Ein weiterer Aspekt jedoch liegt in der genauen Betrachtung des Zerfalls auf das Individuum bezogen. Wir müssen lernen, wirklich und ernsthaft Dinge abzugeben und auch bereit sein, Dinge zu lassen. Das Wort Loslassen ist hier sicherlich angebracht, wird aber gerade in buddhistischen Kreisen so inflationär benutzt, dass es seine Bedeutung tief gehender Natur schon verloren hat.

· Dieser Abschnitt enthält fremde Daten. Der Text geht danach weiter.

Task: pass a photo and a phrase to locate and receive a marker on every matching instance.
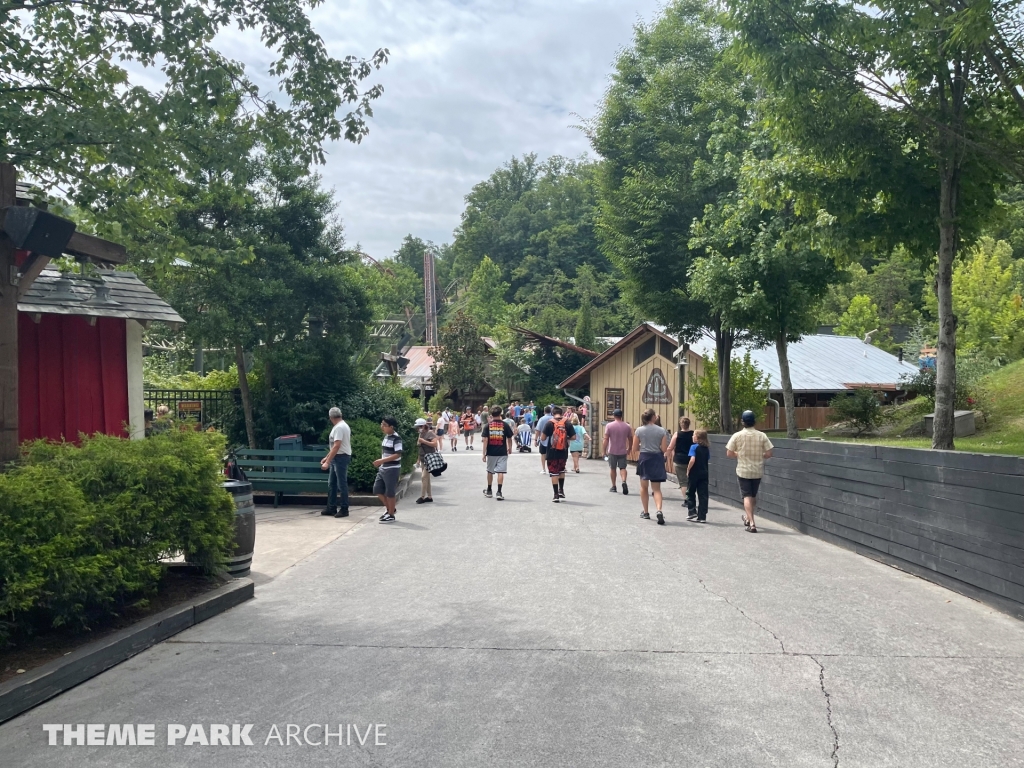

Zerfall bedeutet ein Abschied nehmen. Wir können nicht mehr an allen Dingen, die wir früher gern getätigt haben teilnehmen. Wenn wir gern im Kino gesessen haben um uns einen Film anzuschauen. dann wird irgendwann dieses nicht mehr möglich sein, oder wir essen gern Eis. Unser Geschmacksinn kann nachlassen und der Weg zum Eissalon kann schon beschwerlich werden. Ferner werden wir mit zunehmendem Alter weniger besucht, weil unsere Kinder vielleicht ihre eigenen Dinge zu regeln haben, vielleicht wird es ein Pflichtbesuch oder unsere Freunde sterben.

Abschied nehmen bedeutet auch, dass wir lieb gewonnene Hobbys oder Interessen nicht mehr nachgehen können, weil wir zum Beispiel nicht mehr gut lesen können oder unseren Vivaldi oder AC/DC nicht mehr so gut hören können. All dieses bedeutet, dass wir Abschied nehmen müssen. Etwas verlassen müssen, was uns viele Jahre lieb geworden ist.
Wenn wir alte Menschen in einem Restaurant beobachten, dann essen sie weniger; wir sagen: Seniorenteller. Wo früher ein Wohlstandsbauch war ist nun fast im hohem Alter eine zunehmende Ausgemergelung zu sehen. Auch unsere Sexualität - für viele Menschen ein wichtiges Charaktermerkmal und Identitätsstifter - lässt nach. Unsere Lust auch auf diesem wichtigen Gebiet lässt deutlich im hohen Alter nach.

Was können wir tun? In erster Linie Akzeptanz. Radikale Akzeptanz! Wir müssen lernen, anzunehmen. Alles dagegen Angehen führt nur zu noch mehr Kampf, den wir sicherlich verlieren werden!
Auch können wir mehr auf die Qualität eines Besuches achten: reden wir heilsam, führt unser Gespräch zur Befriedigung des Herzens? Wenn es uns gelingt, alle vier Wochen bei guter körperlicher Kondition ein Eis zu genießen, dann lassen wir den (eingeschränkten) Genuss zu, achtsam, beobachtend und auch wertschätzend. Denn noch können wir genießen. Noch.

Ein weiterer Faktor wäre, dass wir zunehmend liebevoller und nachsichtiger mit uns umgehen. Finden wir Frieden in uns selbst, dann ist dieses immer ein Ergebnis von Freundlichkeit im Verhältnis zu uns.  Und schließlich, wir können jetzt (!) in diesen Moment kontemplieren, dass der Zerfall eintreten wird und wir können jetzt beginnen, unser Leben liebevoller und friedlicher zu gestalten. Dieses wird den Vorteil haben, dass wir - wenn eins der Tod eintritt - mit der Gewissheit sterben, dass wir ein reiches und sinnvolles Leben geführt haben also unser Leben wirklich genutzt haben. Beginnen wir also genau in diesem Moment wirklich zu leben!

Mittwoch, 14. September 2016

Jemand, der intelligent (!) zweifelt, ist mir hundertmal lieber als zwanzig gläubige Dummköpfe. 

Dienstag, 13. September 2016

Zwei Aspekte des Geistes

Im Vajrayana, der tibetischen Form des Buddhismus, werden zwei Aspekte des Geistes unterschieden: der Erscheinungsaspekt und der Aspekt des Absoluten.

Der Erscheinungsaspekt (tib. Sem) wird als der gewöhnliche Ego Geist gesehen; er unterscheidet, hat Vorlieben und Abneigungen und ist in seiner Ausrichtung der Dualität verpflichtet.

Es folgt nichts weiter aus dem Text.